Washington, D.C. — A new analysis and interactive from the Center for American Progress highlights the unique ecological and scientific value of the 22 land-based monuments currently under review by Interior Secretary Ryan Zinke. The analysis, conducted in partnership with Conservation Science Partners, finds that these monuments offer exceptional diversity that would be threatened should the Trump administration and Secretary Zinke eliminate or shrink the monument status granted to these areas.
The analysis includes Basin and Range, Bears Ears, Berryessa Snow Mountain, Canyons of the Ancients, Cascade Siskiyou, Carrizo Plain, Craters of the Moon, Giant Sequoia, Gold Butte, Grand Canyon-Parashant, Grand Staircase-Escalante, Hanford Reach, Ironwood Forest, Katahdin Woods and Waters, Mojave Trails, Organ Mountains-Desert Peaks, Rio Grande del Norte, Sand to Snow, San Gabriel Mountains, Sonoran Desert, Upper Missouri River Breaks, and Vermilion Cliffs.
“These national monuments are—scientifically and ecologically speaking—some of the most spectacular places in the country,” said Jenny Rowland, research and advocacy manager for Public Lands at CAP. “President Donald Trump’s attack on these parks puts our most wild landscapes, best rare species habitat, darkest skies, and most climate-resilient places at risk too.”

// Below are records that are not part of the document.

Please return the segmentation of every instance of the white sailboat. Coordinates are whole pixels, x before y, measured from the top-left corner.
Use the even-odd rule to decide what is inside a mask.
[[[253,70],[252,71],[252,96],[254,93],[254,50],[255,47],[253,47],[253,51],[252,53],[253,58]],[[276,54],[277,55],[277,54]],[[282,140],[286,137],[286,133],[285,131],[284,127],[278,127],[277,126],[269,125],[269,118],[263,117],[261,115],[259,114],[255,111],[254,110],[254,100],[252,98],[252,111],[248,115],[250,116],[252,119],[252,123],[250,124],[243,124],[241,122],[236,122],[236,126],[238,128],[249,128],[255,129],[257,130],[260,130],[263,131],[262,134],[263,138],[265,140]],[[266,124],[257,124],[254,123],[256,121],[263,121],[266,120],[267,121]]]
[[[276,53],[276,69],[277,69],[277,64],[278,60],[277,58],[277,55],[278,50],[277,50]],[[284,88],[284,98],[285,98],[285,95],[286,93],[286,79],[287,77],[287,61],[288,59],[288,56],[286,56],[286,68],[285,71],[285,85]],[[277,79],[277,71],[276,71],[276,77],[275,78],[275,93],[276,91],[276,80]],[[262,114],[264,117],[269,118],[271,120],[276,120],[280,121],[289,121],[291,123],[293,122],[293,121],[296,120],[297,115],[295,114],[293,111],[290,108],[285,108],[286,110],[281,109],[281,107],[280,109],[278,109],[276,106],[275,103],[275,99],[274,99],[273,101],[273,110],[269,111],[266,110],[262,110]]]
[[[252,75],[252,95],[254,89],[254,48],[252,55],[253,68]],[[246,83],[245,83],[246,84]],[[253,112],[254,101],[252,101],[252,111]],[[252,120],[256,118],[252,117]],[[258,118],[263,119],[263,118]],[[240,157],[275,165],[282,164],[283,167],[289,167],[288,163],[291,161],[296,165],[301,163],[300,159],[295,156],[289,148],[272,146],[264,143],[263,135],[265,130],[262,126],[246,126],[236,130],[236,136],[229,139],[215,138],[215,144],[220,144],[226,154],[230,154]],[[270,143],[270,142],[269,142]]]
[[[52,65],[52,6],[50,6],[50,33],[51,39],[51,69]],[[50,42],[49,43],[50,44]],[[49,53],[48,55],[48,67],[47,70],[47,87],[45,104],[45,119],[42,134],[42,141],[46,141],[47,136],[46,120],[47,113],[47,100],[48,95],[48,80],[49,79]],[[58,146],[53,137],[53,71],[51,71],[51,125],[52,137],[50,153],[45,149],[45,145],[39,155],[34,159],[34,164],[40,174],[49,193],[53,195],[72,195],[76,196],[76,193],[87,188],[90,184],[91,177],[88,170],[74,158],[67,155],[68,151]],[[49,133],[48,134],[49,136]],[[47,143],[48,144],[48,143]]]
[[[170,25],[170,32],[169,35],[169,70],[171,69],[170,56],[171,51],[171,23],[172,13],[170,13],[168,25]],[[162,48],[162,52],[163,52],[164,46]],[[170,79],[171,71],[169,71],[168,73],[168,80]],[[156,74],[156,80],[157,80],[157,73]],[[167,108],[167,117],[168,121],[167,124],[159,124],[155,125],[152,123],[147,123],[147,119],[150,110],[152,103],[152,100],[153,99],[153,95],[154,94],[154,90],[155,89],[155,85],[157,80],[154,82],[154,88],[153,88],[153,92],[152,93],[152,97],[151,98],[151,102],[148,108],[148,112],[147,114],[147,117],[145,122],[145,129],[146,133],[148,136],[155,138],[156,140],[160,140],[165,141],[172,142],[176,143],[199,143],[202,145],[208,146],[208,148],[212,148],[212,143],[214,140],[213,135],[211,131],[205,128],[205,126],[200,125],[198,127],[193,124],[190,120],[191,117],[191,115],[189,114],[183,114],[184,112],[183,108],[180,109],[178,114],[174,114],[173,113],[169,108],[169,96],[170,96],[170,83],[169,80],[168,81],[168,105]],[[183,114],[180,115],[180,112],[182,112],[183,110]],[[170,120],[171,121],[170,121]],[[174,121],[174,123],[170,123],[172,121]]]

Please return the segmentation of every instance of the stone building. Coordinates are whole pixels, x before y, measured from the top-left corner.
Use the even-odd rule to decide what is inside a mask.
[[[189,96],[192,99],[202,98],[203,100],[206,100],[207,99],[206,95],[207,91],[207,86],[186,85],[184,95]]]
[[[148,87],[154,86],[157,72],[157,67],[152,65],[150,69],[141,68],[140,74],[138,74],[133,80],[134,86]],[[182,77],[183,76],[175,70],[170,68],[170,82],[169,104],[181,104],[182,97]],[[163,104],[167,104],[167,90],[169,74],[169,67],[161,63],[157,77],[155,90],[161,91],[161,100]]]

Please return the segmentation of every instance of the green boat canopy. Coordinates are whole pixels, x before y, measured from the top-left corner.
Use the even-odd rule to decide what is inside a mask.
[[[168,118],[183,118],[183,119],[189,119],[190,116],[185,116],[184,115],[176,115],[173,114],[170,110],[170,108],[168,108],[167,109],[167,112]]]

Secretary Zinke is currently conducting a review of these monuments, with an eye towards eliminating or shrinking them. The U.S. Department of the Interior has opened a comment period on the subject until July 10.
“If Secretary Zinke’s wildly unpopular recommendation to shrink Bears Ears National Monument is any indication, these stunningly beautiful landscapes are at grave risk of losing valuable protections,” said Mary Ellen Kustin, director of policy for Public Lands at CAP. “Our national monuments should be conserved for future generations, not left vulnerable to oil, gas, and mineral development.”
CAP’s analysis utilized 12 separate indicators—including bird diversity, climate resilience, uninterrupted landscapes, ecological intactness (a measure of how “wild and remote” a place is), biodiversity, rare ecosystems, unique terrain, soil diversity, mammal diversity, night sky darkness, rare species, and reptile diversity—that reveal the ecological and scientific importance of the monuments listed above. For instance, Bears Ears National Monument protects a largely uninterrupted landscape that is wilder and more ecologically valuable than nearly all similarly sized places in the West, is home to a high concentration of rare and endangered species, and offers a night sky that appears darker than nearly anywhere else in the West. Meanwhile, Giant Sequoia National Monument ranks among the best in the West for protecting a rich diversity of species from the adverse consequences of climate change.